On 7 July 2011, the High Court delivered its judgment in the case of John Grace Fried Chicken Ltd & Ors v Catering JLC & Ors. The High Court found the JLC wage setting mechanisms to be unconstitutional.

As a result of the decision, all seventeen EROs in place at the time ceased to have statutory effect and could not be enforced. Where prosecutions for non-compliance with an ERO had commenced, these had to be withdrawn and no further prosecutions could be initiated in relation to compliance with EROs that were in place prior to 7 July 2011.

While the decision is good news for employers, it does not mean that existing terms and conditions of employment can be unilaterally changed without an employee’s consent. Any contractual entitlements of workers enjoyed prior to 7 July 2011 remain protected by law. The pay and conditions of employees who commenced work after that date are now governed by existing employment legislation such as the National Minimum Wage Act 2000, as well as by contracts of employment.

While REAs were not directly affected by the John Grace Fried Chicken decision, they are the subject of separate court proceedings in which their constitutionality will be challenged on a similar basis. Minister Bruton has pre-empted the outcome of this case by addressing REAs in his proposals for reform.

Proposals for Reform

Minister for Jobs, Enterprise and Innovation, Richard Bruton, published the Industrial Relations (Amendment) (No. 3) Bill 2011 on 22 December 2011. The main purpose of the Bill is to reform the existing system for the making of EROs and REAs, and to provide for their continued effective operation.

In relation to JLCs and their power to make EROs, the Bill proposes the following measures:

  • JLCs will have the power to set a basic adult rate and two additional higher rates, based on length of service as well as the standards and skills recognised in the sector
  • JLCs will no longer set Sunday premium rates.
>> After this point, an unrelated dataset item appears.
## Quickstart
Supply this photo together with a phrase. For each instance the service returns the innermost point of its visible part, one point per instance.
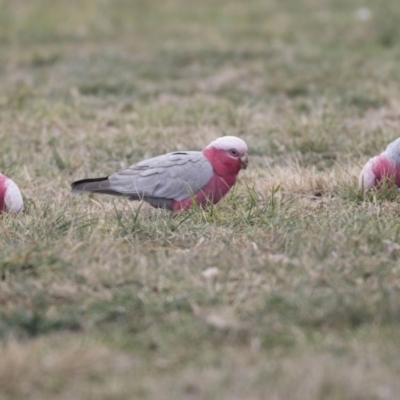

Instead, a statutory Code of Practice will be prepared by the Labour Relations Commission (LRC). Of course employers will also have to remain mindful of their obligations under the Organisation of Working Time Act
  • A review of the scope of each JLC will be undertaken every five years
  • JLCs will have to take into account a series of economic and industrial relations factors in the setting of wage rates
  • There will be ministerial involvement in the supervision of JLCs and the making of orders to vary or revoke EROs
  • The burden of compliance and record keeping requirements for employers in these sectors will be reduced. Again obligations under the Organisation of Working Time Act will remain

The following provisions are proposed in relation to REAs:

  • Establishment of a time-bound process by which the terms of an REA may be varied by the Labour Court without obtaining the consent of all parties to the REA
  • Introduction of more flexible mechanisms to enable REAs to be reviewed, challenged or cancelled
  • Introduction of a clearer definition of “substantially representative parties” in the context of being entitled to make and maintain REAs
  • Clarification as to the circumstances in which an REA may be cancelled

The proposed measures also permit companies to derogate from EROs and REAs in the event of financial difficulty. However, the Labour Court must satisfy itself that specified criteria have been met. The derogation will be granted for a limited period only and following consultation with employees.